Export mbedtls_x509_buf and mbedtls_x509_name utils

Mbed-TLS / mbedtls

An open source, portable, easy to use, readable and flexible TLS library, and reference implementation of the PSA Cryptography API. Releases are on a varying cadence, typically around 3 - 6 months between releases.

https://www.trustedfirmware.org/projects/mbed-tls/

Other

5.1k stars 2.53k forks source link

Export mbedtls_x509_buf and mbedtls_x509_name utils #4637

Open n4ss opened 3 years ago

n4ss commented 3 years ago

Suggested enhancement

Export utils functions in library/x509_crt.c for customer use.

Justification

Our use-case requires us to do some custom parsing of mbedtls_x509_buf / mbedtls_x509_name to validate formats, with branching based on various conditions. Most of the basic blocks are available for that in library/x509_crt.c but unfortunately, all of them are static and expected to be used in a different way when using mbedtls_x509_crt_verify (ex: strict equality on the subject CN etc..).

mpg commented 3 years ago

Hi @n4ss and thanks for the suggestion. Could you clarify what functions exactly you'd like exported?

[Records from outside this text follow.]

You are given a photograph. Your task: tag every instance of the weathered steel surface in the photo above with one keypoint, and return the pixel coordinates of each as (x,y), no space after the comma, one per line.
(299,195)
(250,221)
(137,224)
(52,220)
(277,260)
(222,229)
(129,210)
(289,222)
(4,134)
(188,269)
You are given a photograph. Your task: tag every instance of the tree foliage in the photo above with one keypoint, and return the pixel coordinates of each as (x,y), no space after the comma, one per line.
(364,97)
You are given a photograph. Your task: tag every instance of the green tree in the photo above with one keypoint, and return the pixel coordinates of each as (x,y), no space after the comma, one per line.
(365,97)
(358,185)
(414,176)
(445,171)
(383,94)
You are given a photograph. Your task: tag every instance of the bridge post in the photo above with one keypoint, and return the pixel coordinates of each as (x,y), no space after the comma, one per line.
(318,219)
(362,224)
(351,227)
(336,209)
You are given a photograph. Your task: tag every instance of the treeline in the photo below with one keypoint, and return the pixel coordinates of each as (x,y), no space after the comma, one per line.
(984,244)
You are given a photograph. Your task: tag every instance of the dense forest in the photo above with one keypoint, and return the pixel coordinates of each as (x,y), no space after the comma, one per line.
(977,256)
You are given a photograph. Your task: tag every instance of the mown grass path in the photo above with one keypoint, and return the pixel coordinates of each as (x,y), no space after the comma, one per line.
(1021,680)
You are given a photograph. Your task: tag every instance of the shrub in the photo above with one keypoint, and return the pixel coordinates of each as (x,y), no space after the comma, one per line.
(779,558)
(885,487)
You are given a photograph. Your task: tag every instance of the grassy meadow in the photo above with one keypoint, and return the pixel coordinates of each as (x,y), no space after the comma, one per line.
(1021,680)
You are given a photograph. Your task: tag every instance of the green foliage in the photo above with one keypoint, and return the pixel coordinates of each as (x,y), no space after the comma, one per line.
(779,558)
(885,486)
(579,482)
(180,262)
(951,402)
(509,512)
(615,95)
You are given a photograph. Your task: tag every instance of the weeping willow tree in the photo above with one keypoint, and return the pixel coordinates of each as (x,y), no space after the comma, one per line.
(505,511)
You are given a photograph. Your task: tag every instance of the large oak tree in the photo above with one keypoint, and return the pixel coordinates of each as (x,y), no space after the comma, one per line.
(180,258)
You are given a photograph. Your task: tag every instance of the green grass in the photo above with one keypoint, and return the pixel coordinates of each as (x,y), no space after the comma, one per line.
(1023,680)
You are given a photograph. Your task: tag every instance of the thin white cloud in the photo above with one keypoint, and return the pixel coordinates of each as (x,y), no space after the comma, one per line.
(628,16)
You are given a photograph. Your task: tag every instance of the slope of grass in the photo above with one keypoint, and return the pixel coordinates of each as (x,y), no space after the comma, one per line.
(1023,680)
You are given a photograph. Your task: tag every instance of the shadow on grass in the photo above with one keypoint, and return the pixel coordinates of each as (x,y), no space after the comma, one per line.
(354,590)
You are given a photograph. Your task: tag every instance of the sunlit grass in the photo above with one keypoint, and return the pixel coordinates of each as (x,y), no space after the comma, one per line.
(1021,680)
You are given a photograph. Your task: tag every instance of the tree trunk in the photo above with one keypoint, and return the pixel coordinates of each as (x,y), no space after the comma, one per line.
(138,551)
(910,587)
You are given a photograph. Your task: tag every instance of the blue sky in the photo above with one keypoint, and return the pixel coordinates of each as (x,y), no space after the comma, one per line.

This suggestion goes a bit against the direction we're taken recently (especially with the upcoming 3.0) release of trying to minimize the surface of the API for various reasons, mainly to preserve our ability to make internal changes in the future, and because it's easier to make the API hard to misuse (and test it) when it's small and clean.

So I'm not certain this is something we'll want to do, but perhaps if you clarify by naming specific functions you'd like to be exported and why you need them, we can discuss it.